Retira, poco a poco, todavía agarrotada del sueño corto y profundo, el antifaz. Bajo la luz tenue, cálida del avión, sus ojos centellean. Toma el vaso de Damiano y, sin preguntar, da un trago.

—¿Estás seguro de que Ícaro es tu ser mitológico favorito? Porque creo que Narciso te pega más —añade Ethan, juguetón.

—¿Sabes qué creo que debes hacer? —Insiste Victoria. Bosteza entretanto. —Un gran gesto de amor.

—¿Un gran gesto de amor?

—¿Es en serio que no se te ha ocurrido echarle un vistazo a su cuenta?

Abre mucho los ojos, como si la sugerencia fuese lógica siquiera. Niega con la cabeza, reiterada y, con exasperación, alza los brazos al cielo. Sus manos se chocan con el techo del avión, hecho que provoca carcajadas a su alrededor y, de nuevo, la azafata interviene para acallar.

—La verdad es que eso es justo lo que le pega —agrega Ethan, reflexivo. —Todas esas grandes películas de amor son lo que le gusta.

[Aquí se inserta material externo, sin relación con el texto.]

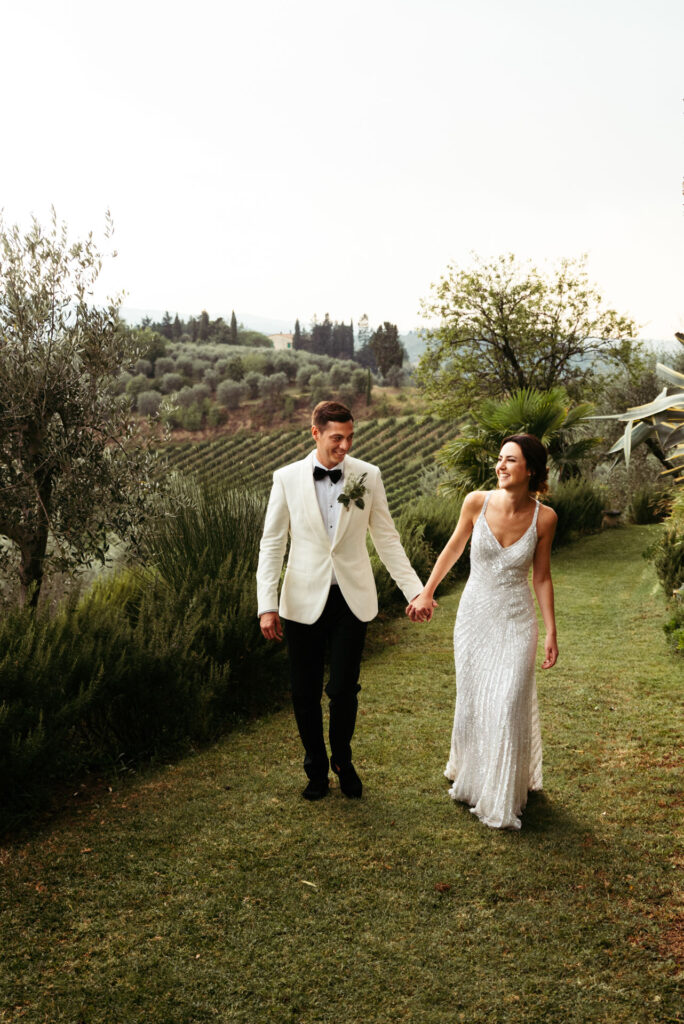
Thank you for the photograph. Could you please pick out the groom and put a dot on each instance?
(326, 504)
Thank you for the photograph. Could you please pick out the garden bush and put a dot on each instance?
(164, 365)
(142, 367)
(148, 402)
(146, 660)
(579, 505)
(253, 382)
(649, 505)
(667, 553)
(171, 382)
(230, 393)
(674, 629)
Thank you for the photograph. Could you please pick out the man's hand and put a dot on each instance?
(271, 626)
(421, 608)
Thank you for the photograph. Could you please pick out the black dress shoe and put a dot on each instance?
(350, 784)
(316, 788)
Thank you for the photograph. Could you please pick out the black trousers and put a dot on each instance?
(340, 635)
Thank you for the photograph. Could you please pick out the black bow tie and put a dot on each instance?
(319, 472)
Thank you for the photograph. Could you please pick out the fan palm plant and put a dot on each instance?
(547, 415)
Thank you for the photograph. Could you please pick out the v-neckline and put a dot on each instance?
(506, 547)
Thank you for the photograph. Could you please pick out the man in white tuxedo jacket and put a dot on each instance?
(328, 595)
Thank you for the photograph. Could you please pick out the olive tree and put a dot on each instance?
(503, 326)
(73, 470)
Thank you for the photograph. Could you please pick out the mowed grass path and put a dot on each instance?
(210, 891)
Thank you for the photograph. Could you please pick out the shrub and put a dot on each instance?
(319, 388)
(171, 382)
(339, 375)
(122, 382)
(184, 366)
(650, 505)
(358, 381)
(667, 553)
(199, 367)
(230, 393)
(234, 369)
(674, 629)
(211, 378)
(191, 417)
(273, 386)
(253, 382)
(148, 402)
(142, 367)
(137, 384)
(304, 374)
(215, 415)
(286, 363)
(579, 505)
(424, 526)
(164, 365)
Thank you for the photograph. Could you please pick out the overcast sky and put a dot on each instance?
(301, 158)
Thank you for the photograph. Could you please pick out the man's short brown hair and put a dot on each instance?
(330, 412)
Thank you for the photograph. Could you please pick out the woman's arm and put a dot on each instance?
(543, 583)
(420, 609)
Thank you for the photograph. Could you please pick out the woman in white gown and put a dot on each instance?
(496, 755)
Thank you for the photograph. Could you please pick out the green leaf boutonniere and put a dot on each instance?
(353, 492)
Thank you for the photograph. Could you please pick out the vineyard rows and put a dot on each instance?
(402, 448)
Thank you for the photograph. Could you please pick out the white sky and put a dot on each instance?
(309, 157)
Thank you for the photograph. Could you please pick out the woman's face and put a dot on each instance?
(511, 467)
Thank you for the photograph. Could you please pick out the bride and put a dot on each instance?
(496, 755)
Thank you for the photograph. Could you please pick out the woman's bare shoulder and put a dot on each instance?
(547, 517)
(473, 502)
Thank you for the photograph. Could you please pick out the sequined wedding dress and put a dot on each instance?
(496, 756)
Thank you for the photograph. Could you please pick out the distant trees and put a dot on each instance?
(72, 469)
(203, 330)
(326, 338)
(502, 326)
(386, 347)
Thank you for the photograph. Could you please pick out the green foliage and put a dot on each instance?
(386, 347)
(547, 415)
(72, 470)
(667, 553)
(649, 505)
(579, 505)
(147, 659)
(674, 629)
(425, 525)
(504, 327)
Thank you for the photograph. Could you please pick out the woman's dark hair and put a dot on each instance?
(535, 456)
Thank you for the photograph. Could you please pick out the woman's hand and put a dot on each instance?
(421, 608)
(550, 651)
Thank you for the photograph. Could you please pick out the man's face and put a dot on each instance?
(333, 442)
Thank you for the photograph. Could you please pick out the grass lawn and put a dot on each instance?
(210, 891)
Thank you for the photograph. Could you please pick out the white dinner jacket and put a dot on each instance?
(293, 510)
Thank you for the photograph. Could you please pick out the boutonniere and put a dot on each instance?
(353, 492)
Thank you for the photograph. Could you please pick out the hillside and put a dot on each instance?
(402, 446)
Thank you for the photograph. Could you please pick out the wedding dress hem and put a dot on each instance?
(496, 755)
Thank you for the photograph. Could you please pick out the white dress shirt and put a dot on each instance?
(327, 493)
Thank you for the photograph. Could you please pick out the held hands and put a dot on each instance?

—¿Y qué es lo que voy a hacer? Es que estoy seco —protesta, agobiado. —Ni siquiera he sido capaz de responderle a los mensajes esta mañana. La he dejado en visto y eso me está matando, pero ¡no sé qué decir, ni hacer! Ella no se fía de mí, mi amor no es suficiente y oh, ardo por ella.

Deja escapar un suspiro dramático, casi teatral.

—Usa el concierto.

—Wow, Vic.

—¿Qué?

—¿El concierto? —Reitera el baterista, contrariado ante la mera propuesta. Arruga el ceño, sin poder evitarlo. —No lo hagas, por favor. Es celosa de su intimidad. Si haces una declaración pública, va a correr de boca en boca y van a acosarla hasta que lo sepan. Y va a ser horrible para ella.

—¿Entonces?

—Cállate, Damiano —ordena la bajista, ensimismada en la conversación. —Yo no le he dicho que se declare en el concierto, sino que use la oportunidad,  ¡hombres! Siempre vais a tergiversar lo que digan las mujeres.

Tanto el uno como el otro comparten una mirada larga, cargada de confusión. Después, un sopor espeso, incómodo se cierne y, sin apenas percatarse, uno detrás de otro, caen rendidos de sueño, con el tema inconcluso.